This is the second in a short series around Strata San Jose 2016. If you haven’t read part one, you can check out Hadoop Is Finally Over here.
In our last episode, we talked about new tween Hadoop, which celebrates its 10th birthday this year. We also looked at the death of Hadoop, MapReduce, and visualization. If you haven’t read part one, go check it out!
Not to get too George RR Martin on you, but there’s another death coming. It’s not who you think.
SPLUNK IS OVER…
[Disclosure: I work with Splunk in my day job, and have been a fan since the first t-shirt came out. These thoughts do not purport to represent Splunk or my day job.]
[Further disclosure: I’ll mention another company in this section, and I was a customer of the cofounder’s previous employer for many years. I worked with him in that role, and I think he’s cool. He did not pay me to say that. Yet.]

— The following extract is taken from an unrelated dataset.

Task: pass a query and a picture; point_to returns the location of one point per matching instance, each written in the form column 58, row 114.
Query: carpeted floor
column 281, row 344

Splunk is also a tween now. They’ve been selling software for just over ten years, and I’d guess a fair number of their 11,000+ customers don’t even think of them as big data. But they are.
Every so often I’ve heard that Splunk is dead. The stock dropped a few bucks, a new company comes out doing log/machine data analysis, someone finds an incriminating photo of a pony and thinks it’s Buttercup… But somehow they’re still growing, and are on track to become one of only two dozen (or fewer) software companies to reach a $5 billion revenue level in the coming years, in the entire history of software companies.
That doesn’t mean Splunk is the only solution out there, or the best for every use case. If any one tool solved every problem at every scale for every customer, there would be little use for software innovation or startups. So when a new contender shows up, especially when its founder pedigree is impressive and pertinent.
Rocana, co-founded by Eric Sammer of Cloudera fame, is just about two years old now, and they’re looking to take a nibble out of Splunk’s market share. They’re focusing on Splunk’s original turf, operational analytics, and building their platform on top of Hadoop–something Splunk has some capability for with Hunk, but Rocana does it natively, which wasn’t really an option ten years ago when Splunk released their first version.
As hinted several times earlier, not every solution fits every problem, no matter what kind of hammer you use. Splunk is making a lot of noise and a lot of headway in the security analytics space, with their security add-ons, the award-winning Enterprise Security premium offering, and the 2015 Caspida acquisition that became their User Behavioral Analytics (UBA) offering. Rocana isn’t looking at that space. They’re just looking at operational analytics at this point, building a customer base, adding and enhancing features, and getting settled into the market.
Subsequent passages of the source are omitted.